Objective: Focal nerve enlargement is a characteristic finding in chronic inflammatory demyelinating polyneuropathy (CIDP). We performed this study to assess the distribution of nerve enlargement through ultrasonographic examination of peripheral nerves and to correlate the ultrasonographic findings with clinical features.
Methods: To compare the ultrasonographic features of 10 subjects with CIDP with those of 18 healthy controls, we bilaterally measured the cross-sectional areas (CSA) of the vagus, brachial plexus, musculocutaneous, median, ulnar, radial, sciatic, tibial, common peroneal, and sural nerves. We also analyzed correlations between CSAs and various clinical and electrophysiological features.

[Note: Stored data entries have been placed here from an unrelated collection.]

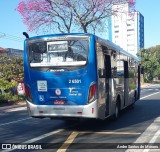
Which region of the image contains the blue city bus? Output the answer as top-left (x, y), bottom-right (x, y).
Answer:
top-left (23, 33), bottom-right (141, 120)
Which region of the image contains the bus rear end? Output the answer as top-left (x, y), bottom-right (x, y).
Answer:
top-left (24, 34), bottom-right (98, 119)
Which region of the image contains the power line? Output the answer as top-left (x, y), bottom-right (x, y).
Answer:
top-left (0, 32), bottom-right (24, 42)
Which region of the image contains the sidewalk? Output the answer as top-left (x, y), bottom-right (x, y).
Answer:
top-left (141, 83), bottom-right (152, 88)
top-left (0, 101), bottom-right (26, 111)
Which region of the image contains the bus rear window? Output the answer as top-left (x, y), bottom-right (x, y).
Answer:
top-left (28, 39), bottom-right (89, 67)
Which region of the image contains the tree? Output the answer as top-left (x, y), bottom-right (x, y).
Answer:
top-left (17, 0), bottom-right (135, 34)
top-left (0, 54), bottom-right (24, 81)
top-left (138, 45), bottom-right (160, 82)
top-left (0, 53), bottom-right (24, 95)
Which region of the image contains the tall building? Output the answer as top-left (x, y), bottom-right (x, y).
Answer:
top-left (107, 2), bottom-right (144, 56)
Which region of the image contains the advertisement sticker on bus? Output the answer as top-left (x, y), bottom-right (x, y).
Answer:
top-left (37, 81), bottom-right (47, 92)
top-left (55, 88), bottom-right (61, 96)
top-left (54, 100), bottom-right (65, 105)
top-left (68, 87), bottom-right (82, 96)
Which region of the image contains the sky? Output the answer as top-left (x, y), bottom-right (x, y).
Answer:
top-left (0, 0), bottom-right (160, 50)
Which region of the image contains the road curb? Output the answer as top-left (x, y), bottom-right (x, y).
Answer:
top-left (0, 103), bottom-right (26, 111)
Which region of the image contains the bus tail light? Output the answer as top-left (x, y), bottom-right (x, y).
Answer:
top-left (24, 84), bottom-right (32, 102)
top-left (88, 83), bottom-right (97, 103)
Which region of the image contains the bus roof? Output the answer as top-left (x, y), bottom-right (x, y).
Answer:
top-left (95, 35), bottom-right (140, 62)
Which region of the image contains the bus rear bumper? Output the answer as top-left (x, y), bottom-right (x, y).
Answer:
top-left (26, 100), bottom-right (98, 119)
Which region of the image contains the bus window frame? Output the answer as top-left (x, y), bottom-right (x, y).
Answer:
top-left (26, 36), bottom-right (90, 70)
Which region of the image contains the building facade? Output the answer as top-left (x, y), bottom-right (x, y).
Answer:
top-left (107, 3), bottom-right (144, 57)
top-left (7, 48), bottom-right (23, 59)
top-left (0, 47), bottom-right (23, 59)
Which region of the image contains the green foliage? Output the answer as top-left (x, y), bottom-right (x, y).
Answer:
top-left (0, 53), bottom-right (24, 81)
top-left (0, 94), bottom-right (25, 103)
top-left (0, 79), bottom-right (17, 92)
top-left (0, 93), bottom-right (12, 102)
top-left (0, 53), bottom-right (24, 103)
top-left (129, 83), bottom-right (136, 90)
top-left (138, 45), bottom-right (160, 82)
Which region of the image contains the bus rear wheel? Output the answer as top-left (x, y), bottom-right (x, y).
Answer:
top-left (130, 93), bottom-right (137, 109)
top-left (112, 102), bottom-right (120, 120)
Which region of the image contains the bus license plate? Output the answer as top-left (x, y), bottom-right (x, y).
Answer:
top-left (54, 100), bottom-right (65, 105)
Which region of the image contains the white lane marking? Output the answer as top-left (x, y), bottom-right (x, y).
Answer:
top-left (134, 117), bottom-right (160, 143)
top-left (56, 131), bottom-right (140, 152)
top-left (148, 89), bottom-right (153, 91)
top-left (155, 89), bottom-right (159, 91)
top-left (0, 118), bottom-right (31, 127)
top-left (23, 129), bottom-right (63, 143)
top-left (81, 131), bottom-right (141, 135)
top-left (143, 130), bottom-right (160, 152)
top-left (140, 92), bottom-right (160, 100)
top-left (1, 121), bottom-right (80, 152)
top-left (125, 117), bottom-right (160, 152)
top-left (1, 129), bottom-right (64, 152)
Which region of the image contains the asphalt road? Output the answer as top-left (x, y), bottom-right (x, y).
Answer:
top-left (0, 84), bottom-right (160, 152)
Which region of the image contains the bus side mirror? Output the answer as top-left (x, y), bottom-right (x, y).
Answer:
top-left (141, 66), bottom-right (144, 74)
top-left (98, 68), bottom-right (105, 78)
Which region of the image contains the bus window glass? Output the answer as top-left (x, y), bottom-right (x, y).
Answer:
top-left (117, 54), bottom-right (124, 77)
top-left (28, 39), bottom-right (89, 67)
top-left (96, 43), bottom-right (104, 69)
top-left (111, 51), bottom-right (117, 77)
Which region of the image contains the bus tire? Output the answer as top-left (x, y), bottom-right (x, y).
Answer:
top-left (112, 101), bottom-right (120, 120)
top-left (130, 92), bottom-right (137, 109)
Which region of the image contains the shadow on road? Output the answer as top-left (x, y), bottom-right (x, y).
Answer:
top-left (66, 99), bottom-right (160, 132)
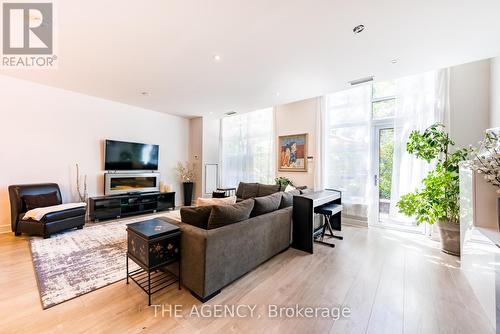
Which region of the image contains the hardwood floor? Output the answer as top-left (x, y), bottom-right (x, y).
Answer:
top-left (0, 224), bottom-right (493, 334)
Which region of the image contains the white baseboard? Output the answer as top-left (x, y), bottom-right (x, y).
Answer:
top-left (0, 224), bottom-right (12, 234)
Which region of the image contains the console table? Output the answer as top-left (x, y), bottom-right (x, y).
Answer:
top-left (89, 192), bottom-right (175, 222)
top-left (292, 189), bottom-right (342, 254)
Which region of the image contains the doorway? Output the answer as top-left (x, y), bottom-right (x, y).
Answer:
top-left (372, 124), bottom-right (425, 233)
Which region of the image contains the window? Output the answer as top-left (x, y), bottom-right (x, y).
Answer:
top-left (221, 108), bottom-right (275, 187)
top-left (325, 85), bottom-right (372, 217)
top-left (325, 70), bottom-right (446, 229)
top-left (372, 81), bottom-right (396, 120)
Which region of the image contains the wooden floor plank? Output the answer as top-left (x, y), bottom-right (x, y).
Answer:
top-left (0, 223), bottom-right (492, 334)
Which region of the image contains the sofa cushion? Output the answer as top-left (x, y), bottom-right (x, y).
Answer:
top-left (196, 196), bottom-right (236, 207)
top-left (236, 182), bottom-right (259, 199)
top-left (207, 199), bottom-right (254, 230)
top-left (180, 206), bottom-right (213, 229)
top-left (41, 207), bottom-right (87, 223)
top-left (257, 184), bottom-right (281, 197)
top-left (279, 189), bottom-right (301, 209)
top-left (299, 187), bottom-right (312, 195)
top-left (23, 191), bottom-right (59, 211)
top-left (251, 192), bottom-right (283, 217)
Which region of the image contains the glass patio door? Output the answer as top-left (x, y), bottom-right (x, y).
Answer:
top-left (372, 124), bottom-right (425, 233)
top-left (373, 125), bottom-right (394, 223)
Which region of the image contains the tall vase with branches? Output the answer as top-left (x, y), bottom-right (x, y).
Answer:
top-left (470, 130), bottom-right (500, 191)
top-left (76, 163), bottom-right (88, 203)
top-left (176, 161), bottom-right (196, 206)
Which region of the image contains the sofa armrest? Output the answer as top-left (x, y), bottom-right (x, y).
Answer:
top-left (179, 223), bottom-right (209, 297)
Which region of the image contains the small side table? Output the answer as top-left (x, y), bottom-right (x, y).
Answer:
top-left (126, 218), bottom-right (181, 306)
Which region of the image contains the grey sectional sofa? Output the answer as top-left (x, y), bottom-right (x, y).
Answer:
top-left (178, 182), bottom-right (301, 302)
top-left (180, 206), bottom-right (292, 301)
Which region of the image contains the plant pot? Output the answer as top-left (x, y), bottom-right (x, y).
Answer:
top-left (183, 182), bottom-right (194, 206)
top-left (437, 220), bottom-right (460, 256)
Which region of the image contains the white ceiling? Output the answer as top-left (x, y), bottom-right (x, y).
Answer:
top-left (2, 0), bottom-right (500, 118)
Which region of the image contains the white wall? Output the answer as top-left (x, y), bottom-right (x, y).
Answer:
top-left (491, 56), bottom-right (500, 128)
top-left (275, 98), bottom-right (320, 188)
top-left (449, 59), bottom-right (491, 148)
top-left (202, 117), bottom-right (220, 196)
top-left (0, 75), bottom-right (189, 231)
top-left (188, 117), bottom-right (203, 199)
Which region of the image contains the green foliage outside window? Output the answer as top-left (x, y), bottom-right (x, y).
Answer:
top-left (379, 129), bottom-right (394, 200)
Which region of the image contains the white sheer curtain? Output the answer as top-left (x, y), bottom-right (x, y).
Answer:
top-left (325, 85), bottom-right (372, 221)
top-left (389, 69), bottom-right (449, 220)
top-left (220, 108), bottom-right (275, 187)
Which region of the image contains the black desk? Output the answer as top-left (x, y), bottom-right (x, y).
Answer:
top-left (292, 190), bottom-right (342, 253)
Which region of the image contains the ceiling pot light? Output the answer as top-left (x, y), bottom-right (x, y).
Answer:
top-left (225, 111), bottom-right (237, 116)
top-left (140, 91), bottom-right (150, 96)
top-left (213, 54), bottom-right (222, 62)
top-left (353, 24), bottom-right (365, 34)
top-left (391, 58), bottom-right (399, 64)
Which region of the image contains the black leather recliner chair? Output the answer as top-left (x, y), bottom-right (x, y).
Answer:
top-left (8, 183), bottom-right (86, 238)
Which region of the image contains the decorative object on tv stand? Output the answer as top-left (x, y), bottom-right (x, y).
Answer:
top-left (469, 127), bottom-right (500, 229)
top-left (278, 133), bottom-right (308, 172)
top-left (160, 181), bottom-right (172, 193)
top-left (275, 177), bottom-right (294, 188)
top-left (175, 161), bottom-right (196, 206)
top-left (75, 163), bottom-right (88, 203)
top-left (396, 123), bottom-right (470, 256)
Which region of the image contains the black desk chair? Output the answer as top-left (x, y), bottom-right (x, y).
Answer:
top-left (314, 202), bottom-right (343, 248)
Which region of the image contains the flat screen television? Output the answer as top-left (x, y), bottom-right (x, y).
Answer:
top-left (104, 140), bottom-right (159, 171)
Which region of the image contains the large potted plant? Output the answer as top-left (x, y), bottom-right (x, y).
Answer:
top-left (175, 161), bottom-right (196, 206)
top-left (397, 123), bottom-right (469, 256)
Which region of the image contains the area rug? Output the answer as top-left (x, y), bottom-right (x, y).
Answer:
top-left (30, 211), bottom-right (181, 309)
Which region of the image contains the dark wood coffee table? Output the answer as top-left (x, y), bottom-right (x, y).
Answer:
top-left (126, 218), bottom-right (181, 305)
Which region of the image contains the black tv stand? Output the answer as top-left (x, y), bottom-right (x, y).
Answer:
top-left (89, 192), bottom-right (175, 222)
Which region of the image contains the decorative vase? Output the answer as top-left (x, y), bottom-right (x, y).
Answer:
top-left (183, 182), bottom-right (194, 206)
top-left (437, 220), bottom-right (460, 256)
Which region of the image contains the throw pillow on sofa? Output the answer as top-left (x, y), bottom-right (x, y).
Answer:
top-left (251, 192), bottom-right (282, 217)
top-left (23, 191), bottom-right (59, 211)
top-left (180, 206), bottom-right (213, 229)
top-left (235, 182), bottom-right (259, 199)
top-left (279, 189), bottom-right (301, 209)
top-left (196, 196), bottom-right (236, 207)
top-left (207, 199), bottom-right (255, 230)
top-left (257, 184), bottom-right (281, 197)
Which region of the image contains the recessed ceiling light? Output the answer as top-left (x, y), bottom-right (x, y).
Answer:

Results: Mean CSAs were significantly larger in CIDP patients than controls, especially at proximal and non-entrapment sites. CSAs were significantly correlated with muscle strength at initial presentation, but not at the time of ultrasonography. The CSAs of the median and ulnar nerves at the mid-forearm, tibial nerve at 7 cm proximal to the medial malleolus, and sural nerve correlated with the nerve conduction velocity of the corresponding region.
Conclusion: Ultrasonography revealed widely distributed nerve enlargement, especially in proximal regions and non-entrapment sites, in patients with CIDP compared with healthy controls. Nerve enlargement correlated well with the electrophysiologic function of the nerve, but not current clinical status.
Significance: Pattern analysis of nerve enlargement using ultrasonography is a supportive tool in the diagnosis of CIDP.
Keywords: Chronic inflammatory demyelinating polyneuropathy; Cross-sectional area; Ultrasonography.